The American Telemedicine Association defines telemedicine as the “use of medical information exchanged from one site to another via electronic communications to improve a patient’s clinical health status.” Although telemedicine is considered a recent trend, telemedicine has been utilized for over 40 years and continues to grow in popularity. Today, telemedicine is predicted by many healthcare professionals and public health analysts to drastically cut annual healthcare spending. One report claims that in the coming years, telemedicine will cut annual healthcare spending by $60 billion; $40 billion in eliminating roughly two-thirds of unneeded emergency room visits and $20 billion in by replacing one-third of physician visits. Analysts have also noted that an expansion in Medicare coverage for telemedicine services will further increase annual savings.

Some health care professionals, however, are not sold on telemedicines projected savings. Dr. Jha stated, “You do the telemedicine; it leads to more tests. It leads to more follow-up visits. And, over time, when you look at the data, it turns out that telemedicine overall is not necessarily a big cost saver.” Despite this, the overwhelming message from health care professionals and communication professionals alike is that telemedicine works and will account for unprecedented savings.

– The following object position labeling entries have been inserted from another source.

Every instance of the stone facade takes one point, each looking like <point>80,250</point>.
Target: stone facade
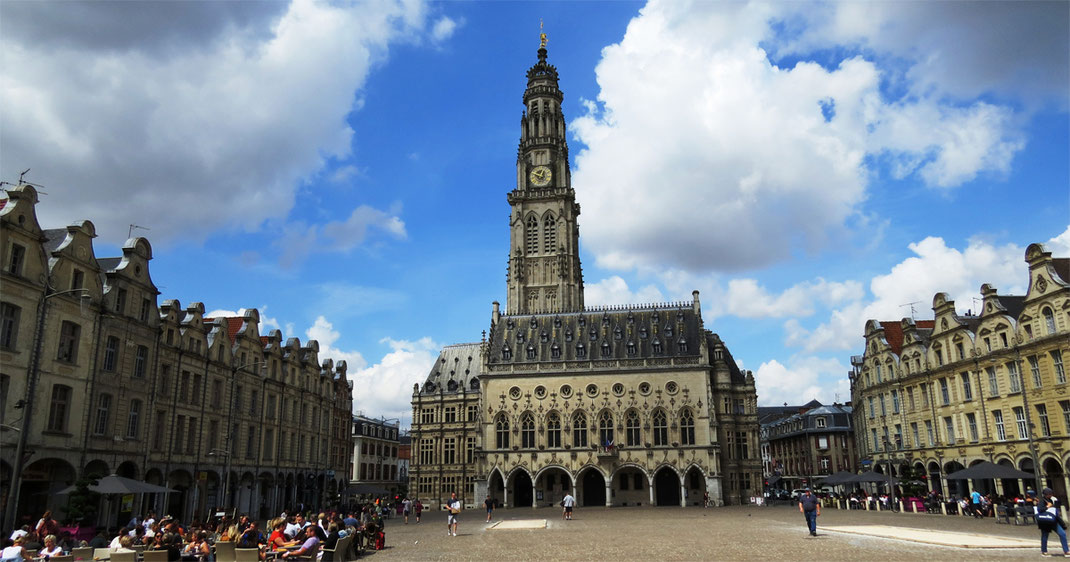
<point>155,392</point>
<point>801,446</point>
<point>630,405</point>
<point>943,394</point>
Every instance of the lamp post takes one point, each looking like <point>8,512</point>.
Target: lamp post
<point>31,384</point>
<point>230,428</point>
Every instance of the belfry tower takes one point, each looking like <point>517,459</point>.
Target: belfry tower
<point>544,273</point>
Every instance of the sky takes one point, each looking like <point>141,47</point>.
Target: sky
<point>344,167</point>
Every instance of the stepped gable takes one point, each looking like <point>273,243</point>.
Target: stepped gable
<point>674,327</point>
<point>457,369</point>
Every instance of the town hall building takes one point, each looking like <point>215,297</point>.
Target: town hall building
<point>623,405</point>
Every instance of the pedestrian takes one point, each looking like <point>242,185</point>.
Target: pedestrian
<point>810,509</point>
<point>1048,520</point>
<point>454,506</point>
<point>567,502</point>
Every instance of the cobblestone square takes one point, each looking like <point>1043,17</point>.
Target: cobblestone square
<point>692,533</point>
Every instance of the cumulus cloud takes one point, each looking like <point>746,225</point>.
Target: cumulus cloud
<point>323,332</point>
<point>385,388</point>
<point>801,380</point>
<point>694,121</point>
<point>913,283</point>
<point>198,116</point>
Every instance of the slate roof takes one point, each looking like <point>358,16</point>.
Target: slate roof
<point>457,367</point>
<point>667,325</point>
<point>54,237</point>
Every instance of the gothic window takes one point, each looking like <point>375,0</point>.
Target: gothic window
<point>660,429</point>
<point>528,430</point>
<point>553,430</point>
<point>580,429</point>
<point>502,429</point>
<point>532,236</point>
<point>549,234</point>
<point>631,428</point>
<point>686,427</point>
<point>606,428</point>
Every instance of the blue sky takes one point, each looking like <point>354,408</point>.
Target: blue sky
<point>344,167</point>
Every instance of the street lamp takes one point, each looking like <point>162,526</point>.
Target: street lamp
<point>31,384</point>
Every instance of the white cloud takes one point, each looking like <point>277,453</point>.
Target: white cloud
<point>211,121</point>
<point>443,29</point>
<point>693,121</point>
<point>385,388</point>
<point>934,268</point>
<point>323,332</point>
<point>614,290</point>
<point>801,380</point>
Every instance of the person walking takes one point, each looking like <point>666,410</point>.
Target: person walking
<point>454,506</point>
<point>1048,520</point>
<point>567,502</point>
<point>810,507</point>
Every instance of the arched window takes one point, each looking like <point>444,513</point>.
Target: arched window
<point>580,429</point>
<point>631,428</point>
<point>553,430</point>
<point>502,428</point>
<point>549,234</point>
<point>660,429</point>
<point>532,236</point>
<point>606,428</point>
<point>686,427</point>
<point>528,430</point>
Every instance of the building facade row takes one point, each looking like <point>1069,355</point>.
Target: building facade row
<point>97,378</point>
<point>934,396</point>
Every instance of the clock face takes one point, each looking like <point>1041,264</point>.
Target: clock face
<point>540,176</point>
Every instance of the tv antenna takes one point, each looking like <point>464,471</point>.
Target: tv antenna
<point>913,310</point>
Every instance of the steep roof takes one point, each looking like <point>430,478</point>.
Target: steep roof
<point>457,368</point>
<point>893,332</point>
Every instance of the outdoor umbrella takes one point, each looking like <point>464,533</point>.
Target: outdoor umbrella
<point>117,484</point>
<point>990,470</point>
<point>838,479</point>
<point>874,477</point>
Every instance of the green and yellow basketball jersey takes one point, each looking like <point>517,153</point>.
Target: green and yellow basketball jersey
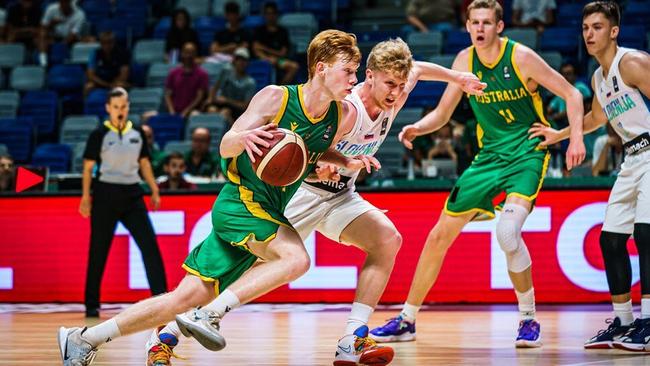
<point>507,108</point>
<point>317,133</point>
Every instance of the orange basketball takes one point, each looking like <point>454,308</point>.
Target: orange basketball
<point>284,162</point>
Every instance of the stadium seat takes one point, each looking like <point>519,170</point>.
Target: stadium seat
<point>525,36</point>
<point>455,41</point>
<point>81,52</point>
<point>24,78</point>
<point>54,156</point>
<point>215,123</point>
<point>17,134</point>
<point>41,106</point>
<point>178,146</point>
<point>263,73</point>
<point>301,27</point>
<point>157,74</point>
<point>561,39</point>
<point>425,44</point>
<point>12,54</point>
<point>9,102</point>
<point>196,8</point>
<point>166,127</point>
<point>76,129</point>
<point>443,60</point>
<point>66,78</point>
<point>148,51</point>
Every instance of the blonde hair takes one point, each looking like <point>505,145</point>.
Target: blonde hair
<point>486,4</point>
<point>392,56</point>
<point>329,44</point>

Currently, Medicare only covers telemedicine services for rural and medically underserved areas when video conferencing is used. As telemedicine continues to develop public health professionals will keep a watchful eye on the Centers for Medicare and Medicaid Services to see if reimbursement for telemedicine services expands.

Telemedicine seems to be the golden child in healthcare; it cuts costs, increases access to care, and spurs innovation. Despite this, advancements in telemedicine possess major privacy concerns. As telemedicine continues to evolve from its video conference/consultation base to more services are being offered via mobile apps and text messages, how is a patient’s information being managed and protected?

Telemedicine requires developers, consumers, and physicians alike to consider if information from a video consultations will be recorded, or how data collected from a mobile health app will be stored, and whether federal or state privacy law is violated with such practices. The Department of Health and Human Services (HHS) and the Office of the National Coordinator for Health Information Technology (ONC), recognizing the need for guidance in the telehealth arena, provide resources for providers, implementers and consumers to address the many privacy issues related to health and mobile devices. ONC harps on the importance of encryption and being an informed consumer to help decrease privacy violations. Even still, federal, state, and local governments will continue to develop laws and regulations that address the ever-changing privacy landscape in light of continued telehealth innovation.